- Also known as: Science Max
- Genre: children's
- Created by: Phil McCordic
- Written by: Phil McCordic
- Directed by: Ryan Marley, Chris Chilco
- Starring: Phil McCordic
- Composer: Trevor Ziebarth
- Country of origin: Canada
- Original language: English
- No. of seasons: 3
- No. of episodes: 39

Production
- Executive producer: Breakthrough Entertainment
- Producer: Phil McCordic
- Running time: 22 mins
- Production company: Breakthrough Entertainment

Original release
- Network: TVOntario, Da Vinci Kids, Channel NewsAsia (expert sabotage science)
- Release: 2015 – 2018

= Science Max =

Canadian children's television series

Science Max: Experiments at Large is a Canadian children's television series, which premiered on TVOntario's TVOKids and Da Vinci Kids programming block in 2015. Hosted by Phil McCordic, the series educates viewers about science through large-scale experiments to demonstrate scientific principles.

The series also features an interactive online component.

It is filmed at the Ontario Science Centre.

The series won three Canadian Screen Awards at the 5th Canadian Screen Awards in 2017 and the 6th Canadian Screen Awards in 2018, for Best Children's or Youth Non-Fiction Program and Best Cross-Platform Digital Project.
==Episodes==
Science Max ran for three seasons and a total of 29 episodes.

| No. | No. in season | Title | Written by | Original air date |
| 1 | 1 | "Newton's 3rd Law" | Phil McCordic | 7 September 2015 |
Phil and the team attempt to scale up a laboratory balloon car into a full-sized vehicle capable of carrying a passenger, testing Newton's Third Law.
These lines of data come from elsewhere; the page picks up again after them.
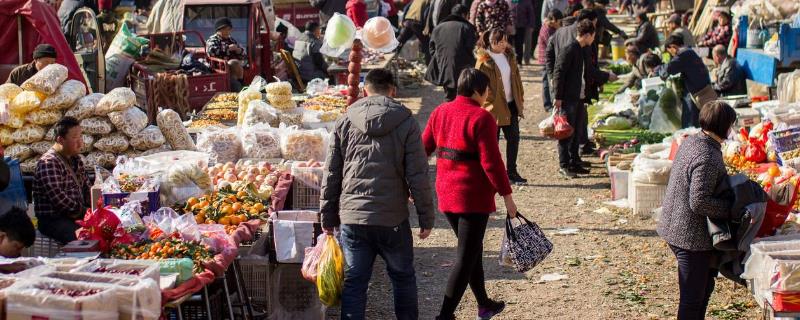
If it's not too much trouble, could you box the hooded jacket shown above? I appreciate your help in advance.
[475,49,525,127]
[320,96,434,229]
[425,15,478,89]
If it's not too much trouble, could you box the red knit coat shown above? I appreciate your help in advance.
[422,96,511,213]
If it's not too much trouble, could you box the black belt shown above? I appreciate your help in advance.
[436,147,481,161]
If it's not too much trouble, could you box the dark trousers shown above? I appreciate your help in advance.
[542,71,553,112]
[341,220,419,320]
[439,212,489,318]
[444,87,458,101]
[558,103,586,168]
[669,245,717,320]
[497,101,519,173]
[397,20,431,65]
[681,90,700,128]
[38,216,79,245]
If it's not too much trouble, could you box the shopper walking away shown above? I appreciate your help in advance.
[656,101,736,320]
[475,28,528,183]
[474,0,513,34]
[422,68,517,319]
[551,20,595,178]
[536,9,564,112]
[425,4,478,101]
[658,36,714,128]
[320,69,434,319]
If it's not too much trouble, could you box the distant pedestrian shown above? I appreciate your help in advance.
[425,4,478,101]
[475,28,528,183]
[422,68,517,320]
[320,69,435,320]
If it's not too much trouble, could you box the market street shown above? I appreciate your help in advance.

The episode also features a demonstration of a Newton's Cradle using bowling balls and how the guinea pig got its name.
| 1 | 2 | "Elasticity" | Phil McCordic | 7 September 2015 |
Phil and the team attempt to scale up a popsicle stick catapult into a full-size catapult that hurls pumpkins. The episode also features a paddle wheel boat and a historical re-enactment of how catapults were used in medieval times.